Робкими, нетвердыми шагами вошел Илюша в маленькую квартирку, занимаемую Петром Степановичем Дубровиным.
– Это я заместо Архипа служить пришел, – проговорил он на вопрос «кто там?», произнесенный резким голосом.
– Ну, коли так, так делай свое дело и не мешай! – проговорил тот же резкий голос.
Илюша огляделся вокруг, отыскивая обладателя этого голоса: ни в крошечной передней, ни в кухне, ни в первой, почти пустой комнате никого не было. Только войдя во вторую комнату, он увидел, что за большим письменным столом, заваленным грудами книг и бумаг, сидит человек, одетый не то в пальто, не то в халат, и пишет что-то, нагнувшись так низко, что головы его почти не видно из-за книг.
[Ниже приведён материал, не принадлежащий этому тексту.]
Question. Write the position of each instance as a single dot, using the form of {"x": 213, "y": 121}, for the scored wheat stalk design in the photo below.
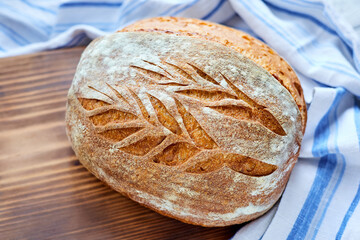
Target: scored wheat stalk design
{"x": 127, "y": 125}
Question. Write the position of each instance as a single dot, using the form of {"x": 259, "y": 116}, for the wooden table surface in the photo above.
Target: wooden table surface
{"x": 45, "y": 193}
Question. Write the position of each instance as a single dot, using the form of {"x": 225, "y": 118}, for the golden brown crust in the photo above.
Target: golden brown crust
{"x": 240, "y": 41}
{"x": 188, "y": 127}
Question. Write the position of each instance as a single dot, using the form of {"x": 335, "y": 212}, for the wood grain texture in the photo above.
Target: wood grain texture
{"x": 45, "y": 193}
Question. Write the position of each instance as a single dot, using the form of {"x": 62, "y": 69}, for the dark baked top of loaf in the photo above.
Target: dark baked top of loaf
{"x": 240, "y": 41}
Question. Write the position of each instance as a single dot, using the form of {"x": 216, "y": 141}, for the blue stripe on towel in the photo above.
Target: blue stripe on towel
{"x": 216, "y": 8}
{"x": 348, "y": 214}
{"x": 91, "y": 4}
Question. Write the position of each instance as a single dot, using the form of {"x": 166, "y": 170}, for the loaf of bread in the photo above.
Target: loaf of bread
{"x": 195, "y": 120}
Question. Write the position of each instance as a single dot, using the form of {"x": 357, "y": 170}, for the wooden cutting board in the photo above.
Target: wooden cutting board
{"x": 45, "y": 193}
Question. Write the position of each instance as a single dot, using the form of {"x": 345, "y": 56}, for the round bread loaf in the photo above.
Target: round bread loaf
{"x": 192, "y": 119}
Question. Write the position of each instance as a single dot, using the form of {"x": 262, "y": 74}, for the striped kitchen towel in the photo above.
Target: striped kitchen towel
{"x": 321, "y": 200}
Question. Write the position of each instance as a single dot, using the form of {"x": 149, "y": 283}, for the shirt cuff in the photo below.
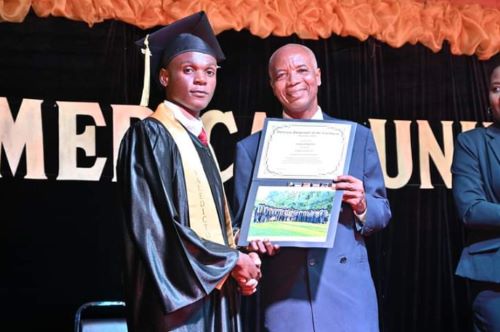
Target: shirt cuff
{"x": 361, "y": 217}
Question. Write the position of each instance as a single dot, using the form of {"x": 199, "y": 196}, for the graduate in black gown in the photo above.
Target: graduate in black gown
{"x": 182, "y": 267}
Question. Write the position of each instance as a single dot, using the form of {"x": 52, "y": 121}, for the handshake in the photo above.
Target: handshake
{"x": 247, "y": 272}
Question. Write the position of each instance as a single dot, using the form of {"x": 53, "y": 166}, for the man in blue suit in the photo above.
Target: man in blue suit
{"x": 476, "y": 189}
{"x": 318, "y": 289}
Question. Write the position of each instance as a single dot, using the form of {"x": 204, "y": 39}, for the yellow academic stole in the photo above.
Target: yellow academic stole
{"x": 203, "y": 216}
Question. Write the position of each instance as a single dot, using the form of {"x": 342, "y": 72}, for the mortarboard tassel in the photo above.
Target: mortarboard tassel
{"x": 147, "y": 74}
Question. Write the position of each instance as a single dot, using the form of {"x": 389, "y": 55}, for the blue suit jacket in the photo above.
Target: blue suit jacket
{"x": 322, "y": 289}
{"x": 476, "y": 188}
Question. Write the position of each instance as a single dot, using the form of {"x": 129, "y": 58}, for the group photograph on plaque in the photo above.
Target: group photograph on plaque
{"x": 292, "y": 201}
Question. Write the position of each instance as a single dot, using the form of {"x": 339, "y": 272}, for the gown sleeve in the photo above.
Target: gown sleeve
{"x": 162, "y": 249}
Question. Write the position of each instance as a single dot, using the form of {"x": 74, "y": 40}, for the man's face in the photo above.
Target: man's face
{"x": 495, "y": 94}
{"x": 295, "y": 79}
{"x": 190, "y": 79}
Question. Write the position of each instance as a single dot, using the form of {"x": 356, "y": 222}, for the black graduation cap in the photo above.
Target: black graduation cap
{"x": 189, "y": 34}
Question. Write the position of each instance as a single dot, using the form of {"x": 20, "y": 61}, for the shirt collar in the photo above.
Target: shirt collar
{"x": 192, "y": 124}
{"x": 316, "y": 116}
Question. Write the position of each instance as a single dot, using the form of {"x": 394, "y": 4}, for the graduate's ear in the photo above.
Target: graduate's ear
{"x": 164, "y": 77}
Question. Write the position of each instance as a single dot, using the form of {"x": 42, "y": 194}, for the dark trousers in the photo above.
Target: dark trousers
{"x": 486, "y": 306}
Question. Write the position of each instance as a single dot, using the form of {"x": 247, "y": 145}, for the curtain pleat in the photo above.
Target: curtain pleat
{"x": 469, "y": 26}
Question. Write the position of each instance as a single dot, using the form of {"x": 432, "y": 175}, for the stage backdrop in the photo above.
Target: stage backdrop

Он был так поглощен своим занятием, что, по-видимому, не обращал никакого внимания на Илюшу.
Это ободрило мальчика. Впрочем, и вся-то квартира, в которую он попал, была такая бедная, скудно меблированная, что вовсе не напоминала пугавших его богатых комнат барыни. В кухне, кроме самовара, кофейника да котелка, и посуды не было; вся меблировка первой комнаты состояла из самого простого стола, старого дивана, трех-четырех стульев да книжных полок, занимавших целую стену. Во второй комнате стояли кровать с тощим матрасом, маленький комод, большой письменной стол да два сильно вытертых мягких кресла и – опять книжный шкаф. Книги валялись на окнах, на комоде, на диване, лежали кучами на полу, даже под кроватью.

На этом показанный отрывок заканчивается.